As part of allowing rush this fall, administrators have asked fraternities to hold at least four educational programs throughout the pledge process. Each program will have a different educational theme – hazing, alcohol, contributions to the College’s educational program and ethics, according to Burns.

“That’s their responsibility to carry that out,” he said.

In addition, pledges will have to attend a program that the College puts on. “That program will focus on hazing,” Burns said.

All members of a fraternity will also be required to sign a letter of acknowledgment stating the hazing policy.

If there’s an allegation of hazing, the fraternity will be immediately placed on summary disaffiliation pending the results of a hearing, according to Burns.

These changes are designed to encourage the Greek community to take a more active role in preventing hazing.

“They have to start acting as a community,” Asbury said.

“The whole system is responsible for itself,” Dean of The College William Green said. “This really comes from their own plan.”

“They gave us reasons to reconsider,” Green said. “We picked up on their suggestions.”

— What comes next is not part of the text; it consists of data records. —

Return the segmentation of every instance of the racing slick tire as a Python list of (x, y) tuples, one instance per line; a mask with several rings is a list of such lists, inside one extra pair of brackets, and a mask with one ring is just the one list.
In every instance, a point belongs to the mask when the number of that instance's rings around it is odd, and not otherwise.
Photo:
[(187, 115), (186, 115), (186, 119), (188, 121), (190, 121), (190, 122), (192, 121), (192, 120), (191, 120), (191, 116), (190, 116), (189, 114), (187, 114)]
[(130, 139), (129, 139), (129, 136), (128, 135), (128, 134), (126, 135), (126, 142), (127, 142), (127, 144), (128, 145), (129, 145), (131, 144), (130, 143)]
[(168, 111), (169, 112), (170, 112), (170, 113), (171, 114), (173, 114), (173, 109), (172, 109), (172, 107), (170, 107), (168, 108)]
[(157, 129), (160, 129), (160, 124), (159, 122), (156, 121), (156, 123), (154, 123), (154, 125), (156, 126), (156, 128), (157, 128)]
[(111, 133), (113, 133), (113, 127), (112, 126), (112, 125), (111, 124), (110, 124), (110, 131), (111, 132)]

Greek groups on campus appear pleased with the decision concerning fall rush.

“Part of the proposal we put in was that we recognized that there were problems,” Chairman of the Greek Review Board and junior Dustin Sherer said.

“It’s time to say we’re either a [Greek community] or not,” he added.

“Overall I was pretty pleased by the decision,” Chairman of the FPC and junior Matt Gabler said.

A trustee-level committee is currently being formed to evaluate Greek life at UR. The final recommendations will be released in Janurary, according to Burns.